I honor my brave relatives and all who fought Fascism. I truly hope that we can fight this frightening movement to the right and ensure that they all died for the noble, uplifting principle of humanism.
"We are always at war. We spend twice as large a share of our GDP on the military as the world does in general. It’s the longest sustained period of open-ended combat in our nation’s history. And yet the country as a whole is barely affected. We have halftime ceremonies honoring the heroes. We let them get onto commercial airlines earlier, but we don’t think seriously about what they’re doing, the missions we’re asking them to undertake.
And, as a result, in my view, we have embarked on a series of unwinnable wars. We call people heroes and then send them to do things they can’t do....

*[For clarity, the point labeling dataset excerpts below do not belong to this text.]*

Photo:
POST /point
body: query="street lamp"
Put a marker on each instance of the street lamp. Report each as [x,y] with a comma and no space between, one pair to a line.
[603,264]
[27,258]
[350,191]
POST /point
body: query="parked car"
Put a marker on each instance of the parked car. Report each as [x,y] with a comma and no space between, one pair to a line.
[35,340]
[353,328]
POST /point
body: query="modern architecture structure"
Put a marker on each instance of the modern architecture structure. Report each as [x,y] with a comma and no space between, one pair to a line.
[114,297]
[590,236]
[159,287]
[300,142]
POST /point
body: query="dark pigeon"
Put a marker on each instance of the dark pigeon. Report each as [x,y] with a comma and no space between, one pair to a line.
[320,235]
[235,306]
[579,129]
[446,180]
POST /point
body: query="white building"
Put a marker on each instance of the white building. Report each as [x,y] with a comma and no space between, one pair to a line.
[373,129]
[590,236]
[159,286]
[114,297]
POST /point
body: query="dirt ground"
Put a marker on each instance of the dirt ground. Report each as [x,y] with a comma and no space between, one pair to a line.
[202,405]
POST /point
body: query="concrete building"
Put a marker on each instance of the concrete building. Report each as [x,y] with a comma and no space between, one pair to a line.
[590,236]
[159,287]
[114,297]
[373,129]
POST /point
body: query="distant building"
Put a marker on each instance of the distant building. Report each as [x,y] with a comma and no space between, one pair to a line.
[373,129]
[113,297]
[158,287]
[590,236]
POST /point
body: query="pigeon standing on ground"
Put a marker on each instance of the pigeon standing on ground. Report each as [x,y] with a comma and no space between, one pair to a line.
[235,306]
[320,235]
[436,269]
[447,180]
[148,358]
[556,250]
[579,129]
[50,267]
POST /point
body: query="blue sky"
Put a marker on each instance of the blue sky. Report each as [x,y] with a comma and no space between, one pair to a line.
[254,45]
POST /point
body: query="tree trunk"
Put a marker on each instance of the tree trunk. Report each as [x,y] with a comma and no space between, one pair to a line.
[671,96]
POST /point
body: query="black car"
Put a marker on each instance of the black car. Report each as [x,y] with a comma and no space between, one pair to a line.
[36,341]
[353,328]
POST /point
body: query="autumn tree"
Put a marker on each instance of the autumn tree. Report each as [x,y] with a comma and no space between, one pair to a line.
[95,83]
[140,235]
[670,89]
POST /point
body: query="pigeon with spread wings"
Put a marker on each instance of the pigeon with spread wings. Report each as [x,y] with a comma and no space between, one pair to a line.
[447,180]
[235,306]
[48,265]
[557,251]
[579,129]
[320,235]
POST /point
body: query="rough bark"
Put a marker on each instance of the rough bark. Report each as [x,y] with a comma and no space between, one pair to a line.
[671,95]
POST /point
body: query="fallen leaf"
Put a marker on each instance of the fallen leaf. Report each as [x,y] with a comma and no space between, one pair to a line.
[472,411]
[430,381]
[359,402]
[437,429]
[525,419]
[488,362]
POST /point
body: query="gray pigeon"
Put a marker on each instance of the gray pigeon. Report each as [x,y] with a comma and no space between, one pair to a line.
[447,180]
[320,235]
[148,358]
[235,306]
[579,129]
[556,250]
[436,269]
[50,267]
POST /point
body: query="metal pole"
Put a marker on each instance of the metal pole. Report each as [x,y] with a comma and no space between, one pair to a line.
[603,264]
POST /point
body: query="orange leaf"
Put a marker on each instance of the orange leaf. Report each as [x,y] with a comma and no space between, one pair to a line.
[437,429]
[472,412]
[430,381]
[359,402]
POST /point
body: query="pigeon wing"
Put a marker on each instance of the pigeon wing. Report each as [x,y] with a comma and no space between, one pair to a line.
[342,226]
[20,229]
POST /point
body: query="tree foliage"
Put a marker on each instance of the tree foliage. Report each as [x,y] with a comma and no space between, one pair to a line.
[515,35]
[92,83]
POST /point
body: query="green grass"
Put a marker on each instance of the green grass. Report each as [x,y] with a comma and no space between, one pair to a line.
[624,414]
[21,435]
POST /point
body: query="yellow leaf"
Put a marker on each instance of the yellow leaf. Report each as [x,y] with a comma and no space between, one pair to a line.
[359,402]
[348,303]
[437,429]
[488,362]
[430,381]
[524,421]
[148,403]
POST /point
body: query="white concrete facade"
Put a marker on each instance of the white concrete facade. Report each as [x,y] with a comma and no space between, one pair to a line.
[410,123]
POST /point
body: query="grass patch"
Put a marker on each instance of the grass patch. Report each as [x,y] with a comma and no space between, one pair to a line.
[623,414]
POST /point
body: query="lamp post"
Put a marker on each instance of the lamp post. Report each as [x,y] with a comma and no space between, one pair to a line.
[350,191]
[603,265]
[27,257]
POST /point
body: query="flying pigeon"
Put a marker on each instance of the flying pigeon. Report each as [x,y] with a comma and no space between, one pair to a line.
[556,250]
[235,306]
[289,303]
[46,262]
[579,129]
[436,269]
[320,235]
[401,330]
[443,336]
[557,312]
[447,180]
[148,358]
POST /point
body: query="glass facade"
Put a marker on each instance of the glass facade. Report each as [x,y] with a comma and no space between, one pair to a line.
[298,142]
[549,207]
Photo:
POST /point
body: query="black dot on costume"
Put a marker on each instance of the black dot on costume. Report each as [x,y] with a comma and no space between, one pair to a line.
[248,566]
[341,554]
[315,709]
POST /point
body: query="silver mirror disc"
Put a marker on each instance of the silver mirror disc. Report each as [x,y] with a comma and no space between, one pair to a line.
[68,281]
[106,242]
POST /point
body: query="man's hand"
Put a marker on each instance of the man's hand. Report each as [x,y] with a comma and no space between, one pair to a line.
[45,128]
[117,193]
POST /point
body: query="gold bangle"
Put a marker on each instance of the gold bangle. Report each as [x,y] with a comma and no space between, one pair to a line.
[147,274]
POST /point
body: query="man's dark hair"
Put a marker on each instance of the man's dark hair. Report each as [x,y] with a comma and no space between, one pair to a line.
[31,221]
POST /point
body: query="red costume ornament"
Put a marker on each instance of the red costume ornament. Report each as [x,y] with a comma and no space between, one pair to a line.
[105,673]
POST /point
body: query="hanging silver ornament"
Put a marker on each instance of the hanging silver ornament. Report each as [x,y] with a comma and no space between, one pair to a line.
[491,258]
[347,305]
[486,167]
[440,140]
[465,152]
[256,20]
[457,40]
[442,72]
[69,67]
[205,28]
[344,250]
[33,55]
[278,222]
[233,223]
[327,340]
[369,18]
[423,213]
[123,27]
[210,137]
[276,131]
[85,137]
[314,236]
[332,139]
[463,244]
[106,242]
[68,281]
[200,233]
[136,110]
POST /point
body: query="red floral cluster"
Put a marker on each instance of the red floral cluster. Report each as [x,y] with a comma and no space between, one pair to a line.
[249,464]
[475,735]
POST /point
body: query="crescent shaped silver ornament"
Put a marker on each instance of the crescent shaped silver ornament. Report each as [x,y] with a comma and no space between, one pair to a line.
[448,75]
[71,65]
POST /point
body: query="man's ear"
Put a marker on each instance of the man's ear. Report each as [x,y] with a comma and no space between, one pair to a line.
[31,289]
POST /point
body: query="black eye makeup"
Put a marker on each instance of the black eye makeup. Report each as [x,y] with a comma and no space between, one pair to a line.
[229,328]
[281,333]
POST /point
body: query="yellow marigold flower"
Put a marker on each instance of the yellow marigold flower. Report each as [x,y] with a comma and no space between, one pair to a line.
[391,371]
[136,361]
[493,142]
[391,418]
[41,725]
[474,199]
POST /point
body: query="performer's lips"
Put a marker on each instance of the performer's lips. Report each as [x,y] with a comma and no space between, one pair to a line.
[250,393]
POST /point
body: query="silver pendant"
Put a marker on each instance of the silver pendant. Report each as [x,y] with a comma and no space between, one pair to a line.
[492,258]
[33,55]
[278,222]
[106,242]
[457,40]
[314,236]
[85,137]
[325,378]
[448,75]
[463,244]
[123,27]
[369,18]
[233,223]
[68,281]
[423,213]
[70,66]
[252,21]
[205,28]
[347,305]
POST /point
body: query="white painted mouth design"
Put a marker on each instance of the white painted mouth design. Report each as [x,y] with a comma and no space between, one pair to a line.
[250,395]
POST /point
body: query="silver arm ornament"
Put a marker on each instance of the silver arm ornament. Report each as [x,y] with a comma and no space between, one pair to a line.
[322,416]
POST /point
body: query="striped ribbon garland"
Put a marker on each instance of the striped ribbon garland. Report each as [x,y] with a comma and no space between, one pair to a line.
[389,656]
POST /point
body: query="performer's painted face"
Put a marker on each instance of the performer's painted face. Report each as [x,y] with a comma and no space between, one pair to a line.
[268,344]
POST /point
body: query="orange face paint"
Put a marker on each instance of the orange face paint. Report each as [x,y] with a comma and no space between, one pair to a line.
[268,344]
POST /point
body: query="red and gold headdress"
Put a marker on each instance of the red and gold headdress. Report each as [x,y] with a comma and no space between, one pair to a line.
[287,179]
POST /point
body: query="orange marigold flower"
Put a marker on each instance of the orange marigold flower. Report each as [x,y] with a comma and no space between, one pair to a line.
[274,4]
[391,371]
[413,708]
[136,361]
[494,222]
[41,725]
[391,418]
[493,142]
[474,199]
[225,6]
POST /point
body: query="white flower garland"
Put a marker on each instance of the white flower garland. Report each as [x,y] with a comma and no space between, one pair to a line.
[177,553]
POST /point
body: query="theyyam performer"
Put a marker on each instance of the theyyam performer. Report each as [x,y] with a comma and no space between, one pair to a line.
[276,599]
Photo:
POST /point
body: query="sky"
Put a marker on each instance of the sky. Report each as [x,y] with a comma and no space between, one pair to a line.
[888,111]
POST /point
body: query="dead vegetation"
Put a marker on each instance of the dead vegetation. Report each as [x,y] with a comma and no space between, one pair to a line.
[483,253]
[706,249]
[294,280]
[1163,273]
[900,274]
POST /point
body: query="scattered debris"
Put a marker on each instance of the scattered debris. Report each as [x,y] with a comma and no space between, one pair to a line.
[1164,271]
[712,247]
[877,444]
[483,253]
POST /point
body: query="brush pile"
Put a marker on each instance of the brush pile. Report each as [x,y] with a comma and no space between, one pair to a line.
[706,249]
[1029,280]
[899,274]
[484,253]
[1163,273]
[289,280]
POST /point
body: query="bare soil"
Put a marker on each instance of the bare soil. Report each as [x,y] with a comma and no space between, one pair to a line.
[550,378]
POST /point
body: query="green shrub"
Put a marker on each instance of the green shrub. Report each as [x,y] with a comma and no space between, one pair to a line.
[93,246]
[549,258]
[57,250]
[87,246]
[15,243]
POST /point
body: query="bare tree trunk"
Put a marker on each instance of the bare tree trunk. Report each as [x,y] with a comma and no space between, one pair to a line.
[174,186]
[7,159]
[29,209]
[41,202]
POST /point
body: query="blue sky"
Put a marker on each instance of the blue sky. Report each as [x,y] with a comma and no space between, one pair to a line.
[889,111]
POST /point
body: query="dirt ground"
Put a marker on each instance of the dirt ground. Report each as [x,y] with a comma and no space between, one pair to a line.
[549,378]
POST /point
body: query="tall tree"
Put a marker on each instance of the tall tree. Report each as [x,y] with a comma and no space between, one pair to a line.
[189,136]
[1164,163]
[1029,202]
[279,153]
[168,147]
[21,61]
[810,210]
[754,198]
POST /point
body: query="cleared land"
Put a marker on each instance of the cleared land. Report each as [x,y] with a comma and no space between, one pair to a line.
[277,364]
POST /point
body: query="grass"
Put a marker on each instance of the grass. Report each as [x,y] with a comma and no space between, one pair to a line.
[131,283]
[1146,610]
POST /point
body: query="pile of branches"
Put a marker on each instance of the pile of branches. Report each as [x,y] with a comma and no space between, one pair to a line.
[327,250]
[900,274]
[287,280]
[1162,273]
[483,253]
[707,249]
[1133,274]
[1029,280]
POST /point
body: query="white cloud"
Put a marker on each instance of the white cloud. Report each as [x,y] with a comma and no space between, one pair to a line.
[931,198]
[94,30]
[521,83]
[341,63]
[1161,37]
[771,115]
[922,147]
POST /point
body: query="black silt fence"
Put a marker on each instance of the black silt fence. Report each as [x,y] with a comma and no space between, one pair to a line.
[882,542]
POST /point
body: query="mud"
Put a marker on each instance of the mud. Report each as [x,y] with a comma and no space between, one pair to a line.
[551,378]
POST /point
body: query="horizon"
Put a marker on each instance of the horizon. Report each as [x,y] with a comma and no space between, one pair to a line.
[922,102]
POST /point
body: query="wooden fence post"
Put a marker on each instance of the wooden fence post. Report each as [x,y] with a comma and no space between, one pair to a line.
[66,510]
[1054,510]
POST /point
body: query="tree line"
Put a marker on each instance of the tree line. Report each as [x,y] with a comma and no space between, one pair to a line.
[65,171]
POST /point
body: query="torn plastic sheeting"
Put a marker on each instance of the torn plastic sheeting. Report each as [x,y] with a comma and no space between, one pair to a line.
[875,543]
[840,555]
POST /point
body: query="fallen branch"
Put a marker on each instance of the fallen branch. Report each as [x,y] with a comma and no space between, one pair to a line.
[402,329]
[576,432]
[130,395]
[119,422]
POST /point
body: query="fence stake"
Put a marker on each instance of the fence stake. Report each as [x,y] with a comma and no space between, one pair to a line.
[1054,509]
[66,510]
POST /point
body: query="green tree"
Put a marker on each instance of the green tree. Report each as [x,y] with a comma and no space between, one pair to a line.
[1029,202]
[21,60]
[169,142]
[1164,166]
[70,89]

When I was a kid in the ’50s and ’60s and then older in the ’70s, American pop culture reflected a country familiar enough with its military to make fun of it at times. You had shows like 'Gomer Pyle,' or 'Hogan’s Heroes,' or 'McHale’s Navy.'
You had works of art like 'South Pacific' or novels like 'Catch 22' and even movies like 'MASH,' respected the importance of the military and the important things it did that were heroic in the large scale, like World War II, but it was still made of real people with their real foibles.
But we — now we have started to have this artificially reverent view of the military that’s also distant and disengaged."